United States Gun Culture

More mass shootings in the U.S.

How many guns are there in the US?

While calculating the number of guns in private hands around the world is difficult, figures from the Small Arms Survey – a Swiss-based leading research project – estimate that there were 390 million guns in circulation in 2018.

The US ratio of 120.5 firearms per 100 residents, up from 88 per 100 in 2011, far surpasses that of other countries around the world.

More recent data also suggests that gun ownership grew significantly over the last several years. One study, published by the Annals of Internal Medicine in February, found that 7.5 million US adults – just under 3% of the population – became first new gun owners between January 2019 and April 2021.

This, in turn, exposed 11 million people to firearms in their homes, including 5 million children. About half of new gun owners in that time period were women, while 40% were either black or Hispanic.

A separate study, published by the American Academy of Pediatrics in 2021, linked a rise in gun ownership during the pandemic to higher rates of gun injuries among – and inflicted by – children.

How do US gun deaths break down?

According to the US Centers for Disease Control and Prevention (CDC), a total of 45,222 people died from gun-related injuries of all causes during 2020, the last year for which complete data is available.

And while mass shooting and gun murders generally garner more media attention, of the total, 54% – about 24,300 deaths – were suicides.

A 2016 study published in the American Journal of Public Health found there was a strong relationship between higher levels of gun ownership in a state and higher firearm suicide rates for both men and women.

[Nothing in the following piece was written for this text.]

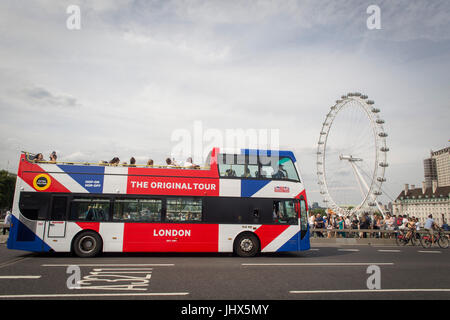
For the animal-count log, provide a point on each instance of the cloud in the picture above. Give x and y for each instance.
(42, 97)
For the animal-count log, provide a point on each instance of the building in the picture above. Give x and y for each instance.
(437, 167)
(421, 202)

Advocates for stricter gun laws in the United States often cite this statistic when pushing lawmakers to devote more resources to mental health and fewer to easing gun restrictions.

How do US gun killings compare with other countries?

Are mass shootings becoming deadlier?
Deaths from the “mass shootings” that attract international attention, however, are harder to track.

While the country does not have a single definition for “mass shootings”, the FBI has for over a decade tracked “active shooter incidents” in which “an individual actively engaged in killing or attempting to kill people in a populated area”.

According to the FBI, there were 345 “active shooter incidents” in the United States between 2000-2020, resulting in more than 1,024 deaths and 1,828 injuries.

The deadliest such attack, in Las Vegas in 2017, killed more than 50 people and left 500 wounded. The vast majority of mass shootings, however, leave fewer than 30 people dead.